No, the frequency and severity of winters, and the number of record cold temperatures set, have both been down. Meanwhile, this winter’s heavy cold has to do with the polar vortex, a mass of air normally caught by high pressure systems in the arctic, which has been weakened by the rise in arctic temperatures.
Of course, global warming does not imply that everywhere in the world will warm uniformly. Or that that warming will automatically and immediately lead to loss of antarctic sea ice.
Yes. Numerous people. Because it wasn’t based on the soundest of science. It was alarmist in tone and a lot of its predictions are simply based on absolute worst-case-scenarios that aren’t particularly realistic. Of course, Al Gore is not a climatologist, and his movie was not peer-reviewed. The fact that his movie was not the most astute of documentaries does nothing to negate the absolutely massive amount of research supporting the idea that the earth is warming and humans are causing it.
Well, I guess this one is a matter of perspective. It depends which you would rather believe:
Scientists, universities, and governments are colluding world-wide, producing thousands of fraudulent papers in countless high-impact peer-reviewed journals (who are also in on the conspiracy), falsifying millions of points of data from dozens of countries, with the goal of convincing us that the earth is warming to push some unknown political agenda or trick us into buying things that they for some undisclosed reason (and with no backing evidence) have an interest in.

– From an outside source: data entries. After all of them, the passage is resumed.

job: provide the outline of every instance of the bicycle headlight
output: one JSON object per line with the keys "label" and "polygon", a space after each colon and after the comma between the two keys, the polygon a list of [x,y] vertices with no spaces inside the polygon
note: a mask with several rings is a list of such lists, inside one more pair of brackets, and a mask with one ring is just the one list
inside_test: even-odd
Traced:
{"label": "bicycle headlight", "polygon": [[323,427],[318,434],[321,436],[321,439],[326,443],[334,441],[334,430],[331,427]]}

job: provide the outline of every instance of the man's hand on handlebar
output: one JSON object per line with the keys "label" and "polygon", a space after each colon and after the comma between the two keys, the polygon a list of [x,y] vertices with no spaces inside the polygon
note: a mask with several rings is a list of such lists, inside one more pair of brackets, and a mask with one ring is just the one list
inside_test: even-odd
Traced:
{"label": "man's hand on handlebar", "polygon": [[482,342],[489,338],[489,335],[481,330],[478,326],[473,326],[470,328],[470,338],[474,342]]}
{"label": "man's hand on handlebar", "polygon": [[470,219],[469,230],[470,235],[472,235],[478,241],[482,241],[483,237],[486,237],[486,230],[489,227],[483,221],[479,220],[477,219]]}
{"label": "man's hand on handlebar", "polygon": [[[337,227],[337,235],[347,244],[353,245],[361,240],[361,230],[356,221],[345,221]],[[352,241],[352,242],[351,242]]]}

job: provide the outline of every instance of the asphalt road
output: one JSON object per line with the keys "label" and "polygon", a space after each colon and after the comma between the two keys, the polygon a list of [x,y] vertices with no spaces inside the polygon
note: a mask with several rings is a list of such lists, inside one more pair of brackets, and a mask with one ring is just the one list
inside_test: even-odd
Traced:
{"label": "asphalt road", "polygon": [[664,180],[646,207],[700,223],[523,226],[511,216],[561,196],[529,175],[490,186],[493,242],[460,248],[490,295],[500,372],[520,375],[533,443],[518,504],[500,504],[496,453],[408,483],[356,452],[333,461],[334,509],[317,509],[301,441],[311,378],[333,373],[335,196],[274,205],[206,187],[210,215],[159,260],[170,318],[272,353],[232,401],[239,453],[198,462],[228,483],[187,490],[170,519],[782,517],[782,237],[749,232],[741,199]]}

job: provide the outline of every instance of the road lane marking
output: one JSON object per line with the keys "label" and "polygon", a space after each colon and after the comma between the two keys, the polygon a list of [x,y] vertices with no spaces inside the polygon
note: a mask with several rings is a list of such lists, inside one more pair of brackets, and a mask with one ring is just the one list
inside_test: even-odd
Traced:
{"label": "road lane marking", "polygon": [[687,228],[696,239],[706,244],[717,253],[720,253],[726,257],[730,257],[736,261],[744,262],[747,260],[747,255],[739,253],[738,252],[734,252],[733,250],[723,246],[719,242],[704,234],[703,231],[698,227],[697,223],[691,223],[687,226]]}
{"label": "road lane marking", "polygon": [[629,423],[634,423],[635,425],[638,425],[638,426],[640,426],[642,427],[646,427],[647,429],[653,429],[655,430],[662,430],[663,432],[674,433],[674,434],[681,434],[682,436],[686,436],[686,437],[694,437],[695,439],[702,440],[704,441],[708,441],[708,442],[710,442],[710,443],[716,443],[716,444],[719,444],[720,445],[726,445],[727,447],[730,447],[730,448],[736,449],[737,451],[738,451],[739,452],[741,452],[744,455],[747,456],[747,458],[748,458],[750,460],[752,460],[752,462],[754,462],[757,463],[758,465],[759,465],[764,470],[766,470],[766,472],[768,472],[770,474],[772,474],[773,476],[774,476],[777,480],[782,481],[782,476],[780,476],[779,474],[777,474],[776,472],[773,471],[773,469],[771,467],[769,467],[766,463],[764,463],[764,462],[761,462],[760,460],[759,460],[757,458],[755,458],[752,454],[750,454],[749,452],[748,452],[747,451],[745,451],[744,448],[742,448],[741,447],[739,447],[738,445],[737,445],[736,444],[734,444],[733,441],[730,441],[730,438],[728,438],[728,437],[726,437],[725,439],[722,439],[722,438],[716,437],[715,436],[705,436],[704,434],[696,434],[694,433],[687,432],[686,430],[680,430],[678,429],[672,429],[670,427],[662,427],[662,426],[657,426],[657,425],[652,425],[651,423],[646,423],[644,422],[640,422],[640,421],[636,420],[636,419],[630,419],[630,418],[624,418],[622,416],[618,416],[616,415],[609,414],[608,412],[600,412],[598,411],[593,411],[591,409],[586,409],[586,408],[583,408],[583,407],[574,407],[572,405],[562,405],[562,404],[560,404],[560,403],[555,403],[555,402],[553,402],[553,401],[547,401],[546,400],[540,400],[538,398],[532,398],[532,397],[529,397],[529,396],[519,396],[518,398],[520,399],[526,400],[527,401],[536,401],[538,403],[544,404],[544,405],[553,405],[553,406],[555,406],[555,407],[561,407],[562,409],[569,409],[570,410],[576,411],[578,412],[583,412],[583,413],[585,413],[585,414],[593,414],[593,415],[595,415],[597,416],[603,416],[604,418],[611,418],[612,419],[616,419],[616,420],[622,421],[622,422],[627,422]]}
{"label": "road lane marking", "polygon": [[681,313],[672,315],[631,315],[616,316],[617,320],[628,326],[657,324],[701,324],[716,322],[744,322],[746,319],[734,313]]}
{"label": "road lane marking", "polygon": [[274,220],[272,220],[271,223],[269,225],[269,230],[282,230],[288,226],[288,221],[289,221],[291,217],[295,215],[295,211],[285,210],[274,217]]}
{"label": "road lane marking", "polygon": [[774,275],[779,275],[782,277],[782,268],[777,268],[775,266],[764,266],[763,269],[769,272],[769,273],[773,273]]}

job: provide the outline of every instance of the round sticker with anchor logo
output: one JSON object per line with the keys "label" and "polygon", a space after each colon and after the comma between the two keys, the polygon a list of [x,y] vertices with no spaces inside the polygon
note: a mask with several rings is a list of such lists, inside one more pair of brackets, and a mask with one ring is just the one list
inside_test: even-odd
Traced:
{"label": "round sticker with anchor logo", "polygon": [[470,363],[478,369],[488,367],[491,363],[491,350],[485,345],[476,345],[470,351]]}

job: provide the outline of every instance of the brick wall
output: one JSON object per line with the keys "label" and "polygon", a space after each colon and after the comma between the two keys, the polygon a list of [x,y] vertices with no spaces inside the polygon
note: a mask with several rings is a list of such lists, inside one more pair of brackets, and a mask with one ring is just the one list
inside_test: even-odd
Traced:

The earth is warming, this warming is caused primarily by human CO2 pollution, and the evidence for this is absolutely overwhelming.
You’d be surprised how many people wholeheartedly believe that there is an international conspiracy of researchers to fudge the data. The reasons they give? Mostly the goal of instituting a world Marxist government. These people are fucking deranged.
You don’t assess global average temperature by what’s happening in your back yard. As long as the global average temperature is increasing at an unnaturally rapid rate, it’s plausible that weather phenomena like the polar vortex responsible for all this Arctic air moving south and other atmosphere and ocean circulation changes are linked to climate instability.
It was early summer, when seasonal sea ice at the time was two and a half to three times greater than the seasonal minimum. Also, as discussed in another thread, there is strong evidence for mass loss of the Antarctic ice sheet from warming temperatures which itself may be contributing to increased amounts of seasonal sea ice.
No. A poll conducted among prominent climate scientists at the time showed that he got most of the substantial facts right. He did get some details wrong, and made statements about links to specific events like Katrina that some interpreted as stronger than were scientifically supportable. The most important thing to remember here is that Al Gore is not climate science. The science stands on its own merits. But the movie that helped to garner Al Gore the Nobel Peace Prize was indeed substantially correct.
That would have made more sense if there had actually been a clear trend of colder winters, of course. (Or if it your claim did not make a point of ignoring the fact that climate scientists have been explaining for decades that a global warming will result in changes to local weather patterns in which some regions will actually see drops in temperature.)
Simple math question: what latitude-pair represents half the earth’s surface? IOW, if you girdle S<->N from the equator, where would the edges of the girdle be to define half the surface? My uninformed guess would be somewhere around 32°.
Apparently agreeing on the Earth’s temperature is too hard. Maybe we should start small, like the length of the equator or the deepest point in the ocean.
Really, people! This thread is reserved for insults directed against science. If you have simple math questions, please take them to BBQ Pit.
Nevertheless, let’s address one hijack since it leads to an instructive point.
My uninformed guess is that 30° exactly would be the answer, if the Earth’s shape is approximated to be perfectly spherical. Note that the area of a spherical segment is proportional to its central altitude, a fact which I think was discovered by Archimedes.
But my spherical trig isn’t as good as it used to be … and it never was. Hoping not to make an utter fool of myself I went to Google Images to get diagrams of the Earth just to make sure I even knew what a latitude was! There I found several images like this one! Note that whoever produced this diagram thinks latitudes relate linearly to central altitude, rather to the arccos thereof! :smack:
What does this have to do with the thread topic? Laymen today, who feel qualified to explain latitude lines on websites, know less about trivial math than the ancient Greeks. Eavesdropping on ignorant laymen discussing climatology would be amusing if it weren’t so sad.
I posted my question in the wrong thread. I was looking at a temperature change graph from a link that fxm posted in another thread. The graph itself was presented as a flat abscissa with no compensation for latitude, it just went from 90°S->0°->90° N in a straight line, which I thought seemed a little distorted in terms of effect. There were huge dips and spikes near the ends, but the area between the thirties looked nominally positive, and it seemed to me that would be a much more significant fraction of area to consider.